"""
An implementation of the paper: "Removing Bias in Multi-modal Classifiers: Regularization by Maximizing Functional
Entropies" NeurIPS 2020.
"""
import torch
class Perturbation:
"""
Class that in charge of the perturbation techniques
"""
@classmethod
def _add_noise_to_tensor(cls, tens: torch.Tensor, over_dim: int = 0) -> torch.Tensor:
"""
Adds noise to a tensor sampled from N(0, tens.std()).
:param tens:
:param over_dim: over what dim to calculate the std. 0 for features over batch, 1 for over sample.
:return: noisy tensor in the same shape as input
"""
return tens + torch.randn_like(tens) * tens.std(dim=over_dim)

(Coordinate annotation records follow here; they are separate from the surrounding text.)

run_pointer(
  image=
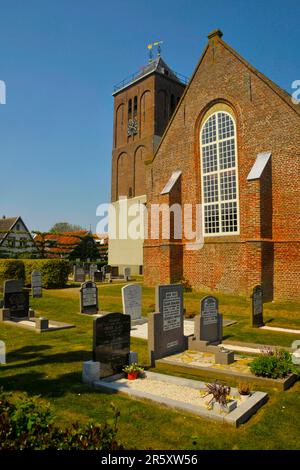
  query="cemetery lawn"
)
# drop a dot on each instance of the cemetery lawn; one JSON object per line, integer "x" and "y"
{"x": 50, "y": 364}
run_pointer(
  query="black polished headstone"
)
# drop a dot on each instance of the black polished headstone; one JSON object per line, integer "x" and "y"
{"x": 111, "y": 344}
{"x": 16, "y": 299}
{"x": 209, "y": 325}
{"x": 89, "y": 298}
{"x": 98, "y": 276}
{"x": 165, "y": 326}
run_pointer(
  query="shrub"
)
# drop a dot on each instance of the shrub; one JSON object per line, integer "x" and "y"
{"x": 220, "y": 394}
{"x": 54, "y": 272}
{"x": 274, "y": 364}
{"x": 28, "y": 424}
{"x": 244, "y": 388}
{"x": 11, "y": 269}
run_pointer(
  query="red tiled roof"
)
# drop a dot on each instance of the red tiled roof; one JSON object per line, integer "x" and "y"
{"x": 66, "y": 241}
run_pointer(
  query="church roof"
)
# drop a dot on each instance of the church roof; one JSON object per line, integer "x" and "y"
{"x": 284, "y": 95}
{"x": 157, "y": 65}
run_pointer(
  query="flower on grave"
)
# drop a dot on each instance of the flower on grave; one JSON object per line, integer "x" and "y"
{"x": 219, "y": 393}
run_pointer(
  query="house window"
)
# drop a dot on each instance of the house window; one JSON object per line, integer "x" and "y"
{"x": 11, "y": 242}
{"x": 219, "y": 175}
{"x": 135, "y": 105}
{"x": 23, "y": 242}
{"x": 129, "y": 108}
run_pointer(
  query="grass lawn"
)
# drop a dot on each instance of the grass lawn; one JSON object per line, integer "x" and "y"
{"x": 50, "y": 365}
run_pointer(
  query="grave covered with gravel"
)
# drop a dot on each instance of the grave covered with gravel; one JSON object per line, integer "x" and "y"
{"x": 185, "y": 395}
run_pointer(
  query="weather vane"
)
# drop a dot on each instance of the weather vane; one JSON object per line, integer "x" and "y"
{"x": 150, "y": 49}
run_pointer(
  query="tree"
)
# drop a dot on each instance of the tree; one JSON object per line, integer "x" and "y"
{"x": 86, "y": 248}
{"x": 43, "y": 244}
{"x": 61, "y": 227}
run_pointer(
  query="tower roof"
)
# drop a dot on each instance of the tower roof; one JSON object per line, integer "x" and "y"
{"x": 157, "y": 65}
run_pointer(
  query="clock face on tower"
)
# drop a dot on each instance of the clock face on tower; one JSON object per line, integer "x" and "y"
{"x": 132, "y": 127}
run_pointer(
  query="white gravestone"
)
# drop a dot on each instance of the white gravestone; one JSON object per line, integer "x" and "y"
{"x": 132, "y": 301}
{"x": 36, "y": 284}
{"x": 127, "y": 273}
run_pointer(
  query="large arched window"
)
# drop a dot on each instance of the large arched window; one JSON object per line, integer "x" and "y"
{"x": 219, "y": 175}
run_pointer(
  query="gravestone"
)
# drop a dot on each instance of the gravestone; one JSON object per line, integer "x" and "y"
{"x": 127, "y": 273}
{"x": 16, "y": 299}
{"x": 165, "y": 326}
{"x": 89, "y": 298}
{"x": 93, "y": 268}
{"x": 132, "y": 301}
{"x": 111, "y": 344}
{"x": 2, "y": 353}
{"x": 114, "y": 271}
{"x": 79, "y": 274}
{"x": 209, "y": 325}
{"x": 98, "y": 276}
{"x": 36, "y": 284}
{"x": 257, "y": 307}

# return tens + torch.randn_like(tens)
@classmethod
def perturb_tensor(cls, tens: torch.Tensor, n_samples: int, perturbation: bool = True) -> torch.Tensor:
"""
Flatting the tensor, expanding it, perturbing and reconstructing to the original shape.
Note, this function assumes that the batch is the first dimension.
:param tens:
:param n_samples: times to perturb
:param perturbation: False - only duplicating the tensor
:return: tensor in the shape of [batch, samples * num_eval_samples]
"""
tens_dim = list(tens.shape)
tens = tens.view(tens.shape[0], -1)
tens = tens.repeat(1, n_samples)
tens = tens.view(tens.shape[0] * n_samples, -1)
if perturbation:
tens = cls._add_noise_to_tensor(tens)
tens_dim[0] *= n_samples
tens = tens.view(*tens_dim)
tens.requires_grad_()
return tens
@classmethod
def get_expanded_logits(cls, logits: torch.Tensor, n_samples: int, logits_flg: bool = True) -> torch.Tensor:
"""
Perform Softmax and then expand the logits depends on the num_eval_samples
:param logits_flg: whether the input is logits or softmax
:param logits: tensor holds logits outputs from the model
:param n_samples: times to duplicate
:return:
"""
if logits_flg:
logits = torch.nn.functional.softmax(logits, dim=1)
expanded_logits = logits.repeat(1, n_samples)
return expanded_logits.view(expanded_logits.shape[0] * n_samples, -1)
class Regularization(object):
"""
Class that in charge of the regularization techniques
"""
@classmethod
def _get_variance(cls, loss: torch.Tensor) -> torch.Tensor:
"""
Computes the variance along samples for the first dimension in a tensor
:param loss: [batch, number of evaluate samples]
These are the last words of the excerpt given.